[1029] De Thou, iii. (liv. xxviii.) 51, 52; Histoire ecclés., i. 287; La Place, 124; Calvin to Bullinger, Baum, ii., App., 33; Journal de Bruslart, Mém. de Condé, ii. 27. Interesting documents from the municipal records of Beauvais, Bulletin, xxiii. (1874) 84, etc. Letter of Chantonnay, Rheims, May 10, 1561 (Mém. de Condé, ii. 11), who adds: "L'Admiral ha tant peu avec le crédit qu'il ha ver Monsieur de Vendosme [Navarre], que l'on a exécuté deux ou trois de ceulx du peuple; lequel depuis s'est levé de nouveau, et a pendu le bourreau qui feit l'exécution."

[1030] "Car, de toutes les choses, la plus incompatible en ung estat, ce sont deux religions contraires."

[1031] Journal de Bruslart, Mémoires de Condé, i. 26, etc.; Registers of Parliament, ibid., ii. 341, etc., and apud Félibien, Hist. de Paris, Preuves, iv. 798, Arrêt of April 28th and 29th. According to the information that had reached Calvin, twelve had been killed and forty wounded by Longjumeau and his friends (Calvin to Bullinger, ubi supra). The parliamentary registers do not give the precise number. The good curate of S. Barthélemi makes no allusion to any attack, but sets down the loss of the Roman Catholics at three killed and nine wounded. Journal de Jehan de la Fosse, 41. Hubert Languet says seven were killed. Epist. secr., ii. 117.

[1032] Letters patent of Fontainebleau, April 19, 1561, Mém. de Condé, ii. 334, 335; La Place; and Hist. ecclés., ubi supra; De Thou, iii. (liv. xxviii.) 52.

[1033] How the devoted adherents of the Roman church received this edict and its predecessor appears from the Mémoires of Claude Haton. In the city of Provins, a short distance from Paris, one or two preachers reluctantly consented to read it in the churches; but "maistre Barrier," a Franciscan and curate of Sainte Croix, instead of the required proclamation, made these remarks to the people at the commencement of his sermon: "On m'a cejourd'-huy apporté ung mémoire et papier escript, qu'on m'a dict estre la coppie d'un édict du roy, pour vous le publier; et veult-on que je vous dye que les chatz et les ratz doibvent vivre en paix les ungs avec les aultres, sans se rien faire de mal l'ung à l'autre, et que nous aultres Françoys, e'est assavoir les hérétiques et les catholicques, fassions ainsi, et que le roy le veult. Je ne suis crieur ni trompette de la ville pour faire telles publications. Dieu veuille par sa miséricorde avoir pitié de son église et du royaume de France, les deux ensemble sont prestz de tomber en grande ruyne; Dieu veuille bailler bon conseil à nostre jeune roy et inspirer ses gouverneurs à bien faire; ils entrent à leur gouvernement par ung pauvre commencement, mais ce est en punition de noz pechez." Mémoires de Claude Haton, i. 123, 124.

[1034] La Place, 124-126; Histoire ecclés., i. 288, etc.; De Thou, iii. (liv. xxviii.) 52, 53. The remonstrance of parliament was, in point of fact, little more than an echo of the strenuous protest of the Spanish ambassador to the queen mother. See Chantonnay to Catharine de' Medici, April 22, 1561, Mémoires de Condé, ii. 6-10.

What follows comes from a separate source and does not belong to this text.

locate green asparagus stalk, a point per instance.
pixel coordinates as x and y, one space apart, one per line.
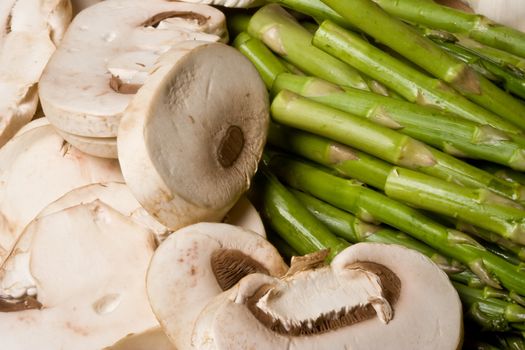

[1035] According to Claude Haton, the edict was received with ineffable delight, especially in those cities of the kingdom where there were Huguenot judges. The Catholics were despised. The Huguenots became bold: "En toutes compagnies, assemblées et lieux publicz, ilz huguenotz avoient le hault parler." Despite the prohibition of the employment of insulting terms, they called their adversaries "papaux, idolâtres, pauvres abusez." and "tisons du purgatoire du pape." Mémoires, i. 122. Doubtless a smaller measure of free speech than this would have sufficed to stir up the bile of the curate of Mériot.

[1036] Already, on the 6th of March, Claude Boissière had written to the Genevan reformer from Saintes: "God has so augmented His church that we number to-day by the grace of God thirty-eight pastors in this province" (Saintonge in Western France), "each of us having the care of so many towns and parishes, that, had we fifty more, we should scarcely be able to satisfy half the charges that present themselves." Geneva MSS., apud Bulletin, xiv. (1855) 320, and Crottet, Hist. des égl. réf. de Pons, Gémozac, etc., 57.

[1037] Letter to Bullinger, May 24, 1561, apud Baum, ii., App., 32, and Bonnet, Eng. tr., iv. 190.

[1038] Letter of Gilbert de Vaux, April 5, 1561. MS. in Nat. Lib. of Paris, apud Bulletin, xiv. 321, 322.